Rodolphe recommença l’édifice de sa fortune. Déjà ses talents avaient été distingués, il allait enfin réaliser les vœux de son ambition, une place éminente était promise à son zèle, en récompense de son dévouement et de services rendus, quand éclata l’orage de juillet 1830, et sa barque sombra de nouveau.

Elle et Dieu, tels sont les deux témoins des efforts les plus courageux, des plus audacieuses tentatives d’un jeune homme doué de qualités, mais à qui, jusqu’alors, a manqué le secours du dieu des sots, le Bonheur ! Et cet infatigable athlète, soutenu par l’amour, recommence de nouveaux combats, éclairé par un regard toujours ami, par un cœur fidèle ! Amoureux ! priez pour lui !
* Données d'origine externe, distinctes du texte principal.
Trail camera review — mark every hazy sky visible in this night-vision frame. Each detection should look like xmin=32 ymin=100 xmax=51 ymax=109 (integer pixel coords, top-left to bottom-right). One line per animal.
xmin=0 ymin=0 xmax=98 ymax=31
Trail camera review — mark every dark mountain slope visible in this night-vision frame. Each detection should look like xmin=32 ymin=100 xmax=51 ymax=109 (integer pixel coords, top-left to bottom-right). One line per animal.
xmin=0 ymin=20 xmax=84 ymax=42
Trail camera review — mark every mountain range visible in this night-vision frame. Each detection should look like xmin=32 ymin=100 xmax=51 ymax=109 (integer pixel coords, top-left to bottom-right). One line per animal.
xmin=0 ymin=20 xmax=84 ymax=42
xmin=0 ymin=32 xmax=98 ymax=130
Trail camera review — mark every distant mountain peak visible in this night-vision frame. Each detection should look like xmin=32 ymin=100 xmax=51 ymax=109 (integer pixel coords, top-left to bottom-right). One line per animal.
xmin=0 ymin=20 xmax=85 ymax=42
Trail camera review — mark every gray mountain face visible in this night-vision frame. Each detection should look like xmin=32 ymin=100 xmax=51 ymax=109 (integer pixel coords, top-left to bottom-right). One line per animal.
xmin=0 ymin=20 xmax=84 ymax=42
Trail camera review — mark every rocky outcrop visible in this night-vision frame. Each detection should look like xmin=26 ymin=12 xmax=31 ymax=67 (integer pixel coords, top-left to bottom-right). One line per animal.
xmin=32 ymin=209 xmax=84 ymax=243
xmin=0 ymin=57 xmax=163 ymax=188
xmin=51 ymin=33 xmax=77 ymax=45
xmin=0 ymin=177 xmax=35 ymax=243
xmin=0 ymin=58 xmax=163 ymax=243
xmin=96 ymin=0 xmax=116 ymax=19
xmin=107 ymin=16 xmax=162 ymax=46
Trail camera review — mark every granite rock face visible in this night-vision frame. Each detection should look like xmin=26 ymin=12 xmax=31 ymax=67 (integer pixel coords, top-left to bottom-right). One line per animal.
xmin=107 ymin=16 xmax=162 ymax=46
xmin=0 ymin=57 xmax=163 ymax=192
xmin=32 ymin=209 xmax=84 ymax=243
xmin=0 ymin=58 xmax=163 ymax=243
En achevant ce récit, qu’elle dévora, mademoiselle de Watteville avait les joues en feu, la fièvre était dans ses veines ; elle pleurait, mais de rage. Cette Nouvelle, inspirée par la littérature alors à la mode, était la première lecture de ce genre qu’il fût permis à Philomène de faire. L’amour y était peint, sinon par une main de maître, du moins par un homme qui semblait raconter ses propres impressions ; or, la vérité, fût-elle inhabile, devait toucher une âme encore vierge. Là, se trouvait le secret des agitations terribles, de la fièvre et des larmes de Philomène : elle était jalouse de Francesca Colonne. Elle ne doutait pas de la sincérité de cette poésie : Albert avait pris plaisir à raconter le début de sa passion en cachant sans doute les noms, peut-être aussi les lieux. Philomène était saisie d’une infernale curiosité. Quelle femme n’eût pas, comme elle, voulu savoir le vrai nom de sa rivale, car elle aimait ! En lisant ces pages contagieuses pour elle, elle s’était dit ce mot solennel : J’aime ! Elle aimait Albert, et se sentait au cœur une mordante envie de le disputer, de l’arracher à cette rivale inconnue. Elle pensa qu’elle ne savait pas la musique et qu’elle n’était pas belle.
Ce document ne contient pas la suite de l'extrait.